Movie review - "The Vultures" (1984) *** (warning: spoilers)

A French Foreign Legion film with a World War Two backdrop - Jean Paul Belmondo is a legionnaire whose platoon is mostly wiped out by Germans, while trying to retrieve six million in old bullion. There are only five survivors, which makes the film cheaper, as they try to get the money back. Belmondo wants to take the money for himself while Michel Constantine wants them to Do the Right Thing.

Act two has Belmondo lock Constantine in a bank and dealing with a banker and his wife, who gives the film some female glamour. Act three involves the emergence of a German soldier who used to sleep with the wife.
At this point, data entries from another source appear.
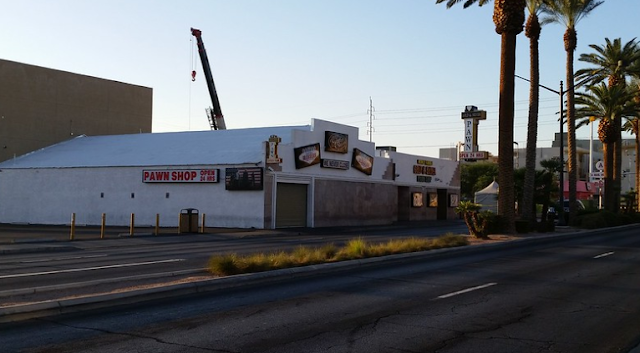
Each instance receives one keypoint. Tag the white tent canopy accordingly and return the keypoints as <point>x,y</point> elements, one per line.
<point>488,197</point>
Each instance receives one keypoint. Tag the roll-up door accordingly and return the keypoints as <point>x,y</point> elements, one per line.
<point>291,205</point>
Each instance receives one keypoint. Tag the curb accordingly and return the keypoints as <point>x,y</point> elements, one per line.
<point>56,307</point>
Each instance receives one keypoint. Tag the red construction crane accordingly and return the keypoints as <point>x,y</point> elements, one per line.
<point>216,119</point>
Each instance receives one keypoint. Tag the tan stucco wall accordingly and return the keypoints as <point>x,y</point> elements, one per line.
<point>40,107</point>
<point>340,203</point>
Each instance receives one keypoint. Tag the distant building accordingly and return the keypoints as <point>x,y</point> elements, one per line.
<point>40,107</point>
<point>582,148</point>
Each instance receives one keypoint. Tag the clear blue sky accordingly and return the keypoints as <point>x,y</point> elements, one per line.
<point>283,62</point>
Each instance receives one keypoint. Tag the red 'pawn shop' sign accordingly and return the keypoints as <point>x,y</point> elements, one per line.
<point>181,175</point>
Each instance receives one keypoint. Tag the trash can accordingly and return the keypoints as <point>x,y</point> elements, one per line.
<point>188,220</point>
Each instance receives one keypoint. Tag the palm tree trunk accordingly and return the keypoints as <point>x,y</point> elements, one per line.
<point>570,38</point>
<point>617,165</point>
<point>528,204</point>
<point>636,122</point>
<point>506,197</point>
<point>608,151</point>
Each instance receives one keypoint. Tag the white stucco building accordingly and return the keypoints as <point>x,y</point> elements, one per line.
<point>311,176</point>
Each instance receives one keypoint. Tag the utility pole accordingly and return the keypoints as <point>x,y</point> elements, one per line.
<point>371,117</point>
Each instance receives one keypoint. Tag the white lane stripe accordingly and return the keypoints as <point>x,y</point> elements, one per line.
<point>89,268</point>
<point>603,255</point>
<point>62,258</point>
<point>466,290</point>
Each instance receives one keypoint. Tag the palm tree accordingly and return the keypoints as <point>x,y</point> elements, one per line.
<point>508,17</point>
<point>569,13</point>
<point>613,62</point>
<point>633,125</point>
<point>532,30</point>
<point>608,104</point>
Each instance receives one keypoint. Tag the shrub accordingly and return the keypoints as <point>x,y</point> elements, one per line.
<point>547,226</point>
<point>223,264</point>
<point>493,222</point>
<point>231,264</point>
<point>594,221</point>
<point>449,240</point>
<point>522,226</point>
<point>354,249</point>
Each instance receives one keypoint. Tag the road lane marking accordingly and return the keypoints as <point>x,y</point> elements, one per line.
<point>62,258</point>
<point>603,255</point>
<point>466,290</point>
<point>89,268</point>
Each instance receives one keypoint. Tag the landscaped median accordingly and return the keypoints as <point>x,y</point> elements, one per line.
<point>232,264</point>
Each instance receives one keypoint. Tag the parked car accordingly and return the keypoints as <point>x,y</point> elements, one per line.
<point>553,214</point>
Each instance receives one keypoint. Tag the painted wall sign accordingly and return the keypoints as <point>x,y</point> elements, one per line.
<point>272,153</point>
<point>454,200</point>
<point>180,175</point>
<point>433,200</point>
<point>417,199</point>
<point>362,161</point>
<point>307,156</point>
<point>243,178</point>
<point>335,164</point>
<point>336,142</point>
<point>424,170</point>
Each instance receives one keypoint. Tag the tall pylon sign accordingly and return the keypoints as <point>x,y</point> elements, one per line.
<point>471,117</point>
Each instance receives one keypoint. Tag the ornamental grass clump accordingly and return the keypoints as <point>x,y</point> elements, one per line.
<point>231,264</point>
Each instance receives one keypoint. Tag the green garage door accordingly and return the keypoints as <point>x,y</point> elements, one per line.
<point>291,205</point>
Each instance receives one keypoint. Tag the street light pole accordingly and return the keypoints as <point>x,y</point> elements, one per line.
<point>561,181</point>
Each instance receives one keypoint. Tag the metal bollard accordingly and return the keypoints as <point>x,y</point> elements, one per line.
<point>102,225</point>
<point>73,226</point>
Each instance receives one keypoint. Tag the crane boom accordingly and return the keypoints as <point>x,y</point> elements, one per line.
<point>216,119</point>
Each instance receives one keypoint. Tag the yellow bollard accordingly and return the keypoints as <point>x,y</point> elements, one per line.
<point>73,226</point>
<point>102,225</point>
<point>132,225</point>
The director was Henry Verneuil, a good, solid commercial director who knows how to keep things moving. Belmondo is perfectly cast as a legionnaire lacking in scruple, determined to make some money, a man's man with an eye for the ladies, strutting around in his singlet with a machine gun being tough and cynical, etc.

The film is astonishingly cynical - the only person interested in doing their duty is Constantine.  Belmondo wants the cash, as does his sidekick; there's a fat cowardly soldier, a cowardly bank manager, the manager's trampy wife, and a German officer. Constantine shoots dead Belmondo's ally; he Belmondo ends up teaming up with the wife and German  and killing Constantine. Then he and the German double cross each other. A bank manager electrocutes himself urinating on a live wire.

The visuals are great - trucks, desert sand, blue seas, old African buildings etc. There's lots of double crossing and people going after money though some script issues - how did Belmondo on foot track down the German in a tank? I get that the German read the map wrong... but how did Belmondo know where to find him?

But on the whole this is a no nonsense heist film very much in the vein of Kelly's Heroes and Three Kings.